Database Mirroring - Operating Modes

Database Mirroring Operating Modes




We can configure database mirroring for three different operating modes:

High-Safety Mode Or High Availability (synchronous + Automatic Fail Over + Witness Server)

High-Safety Mode OR High Protection (synchronous + Manual Fail Over)

And

High Performance (Asynchronous)


The operating mode governs the way transactions are transferred between the principal and the mirror databases as well as

the failover processes that are available in the database mirroring session.





High Availability Operating Mode



Database mirroring’s High Availability operating mode provides durable, synchronous

transfer between the principal and mirror databases in addition to automatic

failure detection and failover.



SQL Server first writes all transactions into memory buffers within the SQL Server memory

space. The system writes out these memory buffers to the transaction log and then

flushes the log to the data files.



When SQL Server writes the transaction to the transaction log, the system triggers database mirroring to begin transferring the transaction log rows to the mirror. The transaction rows continue to flow to the mirror. When the application issues a commit for the transaction, the transaction is first committed on the mirror database.



An acknowledgement of the commit is sent back to the principal, which then allows the commit to be issued. After the commit is issued on the principal, the acknowledgment is sent back to the application, allowing it to continue processing.

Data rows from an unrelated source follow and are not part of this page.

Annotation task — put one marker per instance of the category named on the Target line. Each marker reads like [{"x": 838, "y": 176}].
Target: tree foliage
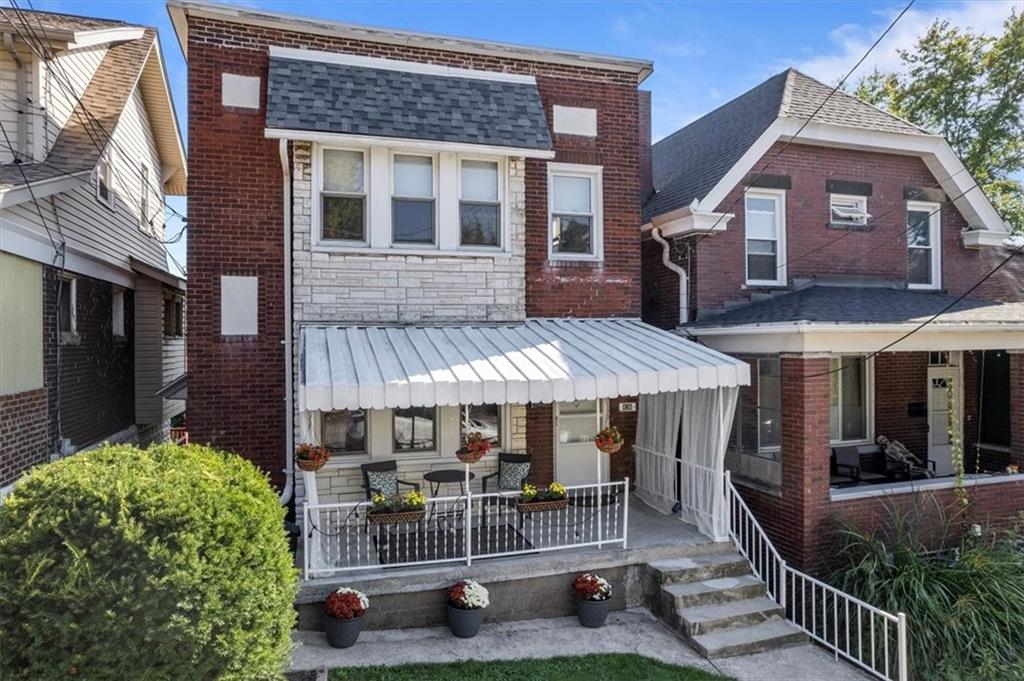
[
  {"x": 970, "y": 88},
  {"x": 166, "y": 564}
]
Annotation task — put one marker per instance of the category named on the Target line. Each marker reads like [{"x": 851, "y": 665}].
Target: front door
[
  {"x": 576, "y": 456},
  {"x": 940, "y": 379}
]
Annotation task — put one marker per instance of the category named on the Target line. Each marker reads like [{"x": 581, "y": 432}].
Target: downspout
[
  {"x": 286, "y": 494},
  {"x": 23, "y": 95},
  {"x": 684, "y": 308}
]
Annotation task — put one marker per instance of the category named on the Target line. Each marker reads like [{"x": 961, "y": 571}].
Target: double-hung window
[
  {"x": 574, "y": 212},
  {"x": 479, "y": 207},
  {"x": 765, "y": 218},
  {"x": 849, "y": 398},
  {"x": 413, "y": 214},
  {"x": 343, "y": 196},
  {"x": 924, "y": 268}
]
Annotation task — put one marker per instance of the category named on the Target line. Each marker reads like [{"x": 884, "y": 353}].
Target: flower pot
[
  {"x": 342, "y": 633},
  {"x": 465, "y": 624},
  {"x": 592, "y": 613}
]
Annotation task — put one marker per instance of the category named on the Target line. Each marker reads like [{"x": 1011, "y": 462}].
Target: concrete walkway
[{"x": 630, "y": 631}]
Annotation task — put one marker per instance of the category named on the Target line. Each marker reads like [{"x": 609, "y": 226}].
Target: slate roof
[
  {"x": 79, "y": 145},
  {"x": 350, "y": 99},
  {"x": 840, "y": 304},
  {"x": 689, "y": 163}
]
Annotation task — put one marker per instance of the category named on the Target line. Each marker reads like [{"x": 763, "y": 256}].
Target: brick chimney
[{"x": 646, "y": 179}]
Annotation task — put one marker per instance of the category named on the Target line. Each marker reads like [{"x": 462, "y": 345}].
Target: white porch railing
[
  {"x": 864, "y": 635},
  {"x": 341, "y": 539}
]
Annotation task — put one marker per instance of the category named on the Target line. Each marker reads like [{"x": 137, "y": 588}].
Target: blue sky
[{"x": 705, "y": 53}]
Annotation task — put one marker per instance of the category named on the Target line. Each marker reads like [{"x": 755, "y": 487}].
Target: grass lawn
[{"x": 588, "y": 668}]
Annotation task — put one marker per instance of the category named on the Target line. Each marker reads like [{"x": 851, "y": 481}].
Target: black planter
[
  {"x": 465, "y": 624},
  {"x": 592, "y": 613},
  {"x": 342, "y": 633}
]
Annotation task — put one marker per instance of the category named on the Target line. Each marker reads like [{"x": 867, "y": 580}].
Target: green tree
[{"x": 970, "y": 88}]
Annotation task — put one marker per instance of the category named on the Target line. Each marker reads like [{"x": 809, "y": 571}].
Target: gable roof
[
  {"x": 346, "y": 98},
  {"x": 81, "y": 142},
  {"x": 688, "y": 164}
]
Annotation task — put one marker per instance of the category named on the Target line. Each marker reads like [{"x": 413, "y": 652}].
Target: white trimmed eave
[
  {"x": 421, "y": 144},
  {"x": 808, "y": 337}
]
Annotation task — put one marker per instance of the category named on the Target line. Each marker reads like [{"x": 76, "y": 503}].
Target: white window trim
[
  {"x": 861, "y": 204},
  {"x": 935, "y": 237},
  {"x": 316, "y": 209},
  {"x": 778, "y": 196},
  {"x": 503, "y": 237},
  {"x": 869, "y": 406},
  {"x": 773, "y": 449},
  {"x": 595, "y": 174}
]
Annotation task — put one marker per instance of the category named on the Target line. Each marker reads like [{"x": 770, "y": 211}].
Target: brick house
[
  {"x": 396, "y": 239},
  {"x": 815, "y": 258},
  {"x": 91, "y": 321}
]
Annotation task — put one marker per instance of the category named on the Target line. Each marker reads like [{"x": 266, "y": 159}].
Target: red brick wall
[{"x": 23, "y": 432}]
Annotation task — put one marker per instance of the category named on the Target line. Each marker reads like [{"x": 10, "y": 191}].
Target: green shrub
[
  {"x": 164, "y": 563},
  {"x": 964, "y": 597}
]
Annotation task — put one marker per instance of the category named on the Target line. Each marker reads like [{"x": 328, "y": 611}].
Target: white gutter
[
  {"x": 286, "y": 494},
  {"x": 684, "y": 282}
]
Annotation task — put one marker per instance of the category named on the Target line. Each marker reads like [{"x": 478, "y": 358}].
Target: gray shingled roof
[
  {"x": 689, "y": 163},
  {"x": 343, "y": 98},
  {"x": 841, "y": 304}
]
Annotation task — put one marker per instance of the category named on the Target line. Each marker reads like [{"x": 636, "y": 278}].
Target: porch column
[
  {"x": 1017, "y": 407},
  {"x": 805, "y": 457}
]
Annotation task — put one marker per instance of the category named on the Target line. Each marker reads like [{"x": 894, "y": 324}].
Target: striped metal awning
[{"x": 536, "y": 360}]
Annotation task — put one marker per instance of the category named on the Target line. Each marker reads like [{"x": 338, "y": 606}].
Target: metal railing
[
  {"x": 862, "y": 634},
  {"x": 343, "y": 537}
]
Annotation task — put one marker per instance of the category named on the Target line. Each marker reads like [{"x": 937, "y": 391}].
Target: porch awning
[{"x": 536, "y": 360}]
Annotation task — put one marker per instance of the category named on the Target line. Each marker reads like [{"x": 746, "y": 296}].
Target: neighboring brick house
[
  {"x": 806, "y": 249},
  {"x": 386, "y": 230},
  {"x": 90, "y": 317}
]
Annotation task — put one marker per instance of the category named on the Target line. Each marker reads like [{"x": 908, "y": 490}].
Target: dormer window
[{"x": 848, "y": 211}]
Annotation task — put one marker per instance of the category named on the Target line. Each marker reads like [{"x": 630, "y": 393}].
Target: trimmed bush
[{"x": 162, "y": 563}]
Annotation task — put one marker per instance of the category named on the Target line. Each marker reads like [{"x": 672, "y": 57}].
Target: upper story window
[
  {"x": 343, "y": 196},
  {"x": 574, "y": 212},
  {"x": 765, "y": 219},
  {"x": 924, "y": 261},
  {"x": 413, "y": 213},
  {"x": 847, "y": 210},
  {"x": 479, "y": 204}
]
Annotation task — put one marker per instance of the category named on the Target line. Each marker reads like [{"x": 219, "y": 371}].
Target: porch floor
[{"x": 651, "y": 536}]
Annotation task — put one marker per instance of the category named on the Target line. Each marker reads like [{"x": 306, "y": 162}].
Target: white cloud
[{"x": 852, "y": 40}]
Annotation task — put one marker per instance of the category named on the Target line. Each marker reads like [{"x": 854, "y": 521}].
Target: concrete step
[
  {"x": 720, "y": 590},
  {"x": 707, "y": 619},
  {"x": 699, "y": 568},
  {"x": 775, "y": 633}
]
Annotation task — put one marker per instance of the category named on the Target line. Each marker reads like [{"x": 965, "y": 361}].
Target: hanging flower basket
[
  {"x": 311, "y": 458},
  {"x": 475, "y": 449},
  {"x": 608, "y": 440}
]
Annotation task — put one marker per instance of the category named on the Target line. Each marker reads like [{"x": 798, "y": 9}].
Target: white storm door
[{"x": 576, "y": 456}]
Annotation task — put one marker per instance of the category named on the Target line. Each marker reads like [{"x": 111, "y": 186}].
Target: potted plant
[
  {"x": 411, "y": 507},
  {"x": 552, "y": 498},
  {"x": 311, "y": 457},
  {"x": 476, "y": 448},
  {"x": 593, "y": 599},
  {"x": 343, "y": 621},
  {"x": 466, "y": 601},
  {"x": 608, "y": 440}
]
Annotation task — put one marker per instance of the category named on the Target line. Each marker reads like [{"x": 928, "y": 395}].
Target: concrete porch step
[
  {"x": 770, "y": 635},
  {"x": 708, "y": 592},
  {"x": 707, "y": 619},
  {"x": 699, "y": 568}
]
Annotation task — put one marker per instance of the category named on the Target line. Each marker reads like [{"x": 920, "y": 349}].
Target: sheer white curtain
[{"x": 657, "y": 433}]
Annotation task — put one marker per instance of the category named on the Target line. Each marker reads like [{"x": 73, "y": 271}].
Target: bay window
[
  {"x": 343, "y": 199},
  {"x": 765, "y": 222},
  {"x": 413, "y": 200},
  {"x": 849, "y": 398}
]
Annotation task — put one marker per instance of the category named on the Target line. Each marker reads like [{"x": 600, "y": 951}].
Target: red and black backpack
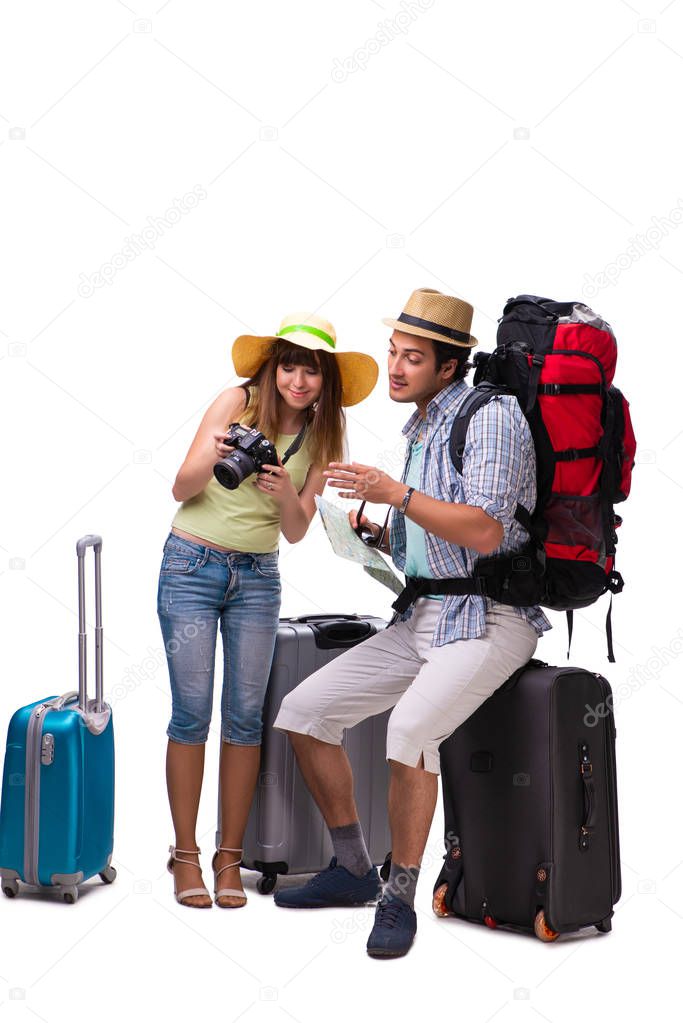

This process guarantees that all transactions are committed and hardened to the transaction log on both the principal and mirror databases before the commit is returned to the application.



High Availability operating mode requires a witness server along with the principal and mirror databases for database mirroring to automatically detect a failure at the principal and fail over to the mirror.



A quorum is necessary to prevent the database from being served on more than one instance within the database mirroring session.

If the principal were to fail, and the mirror could not connect to the witness, it would be impossible to reach a quorum, and SQL Server would then not promote the mirror to the principal.





High Performance Operating Mode



Database mirroring’s High Performance operating mode uses a principal and a mirror

database but does not need a witness server. This operating mode provides a warm

standby configuration that does not support automatic failure detection or failover.



High Performance operating mode does not automatically fail over because the application’s

transactions are sent to the mirror asynchronously. Transactions are committed

to the principal database and acknowledged to the application.



A separate process constantly sends those transactions to the mirror, which introduces latency into the

process. This latency prevents a database mirroring session from automatically failing

over because the process cannot guarantee that SQL Server has received all transactions

at the mirror when a failure occurs.





High Protection Operating Mode



Database mirroring’s High Protection operating mode is the same as High Availability

operating mode, except that you do not configure a witness server.



SQL Server transfers transactions synchronously between principal and mirror, but because a two-outof-three quorum cannot be achieved without a witness, failover is manual.



If the principal fails in High Protection operating mode, you must manually promote the mirror to serve the database.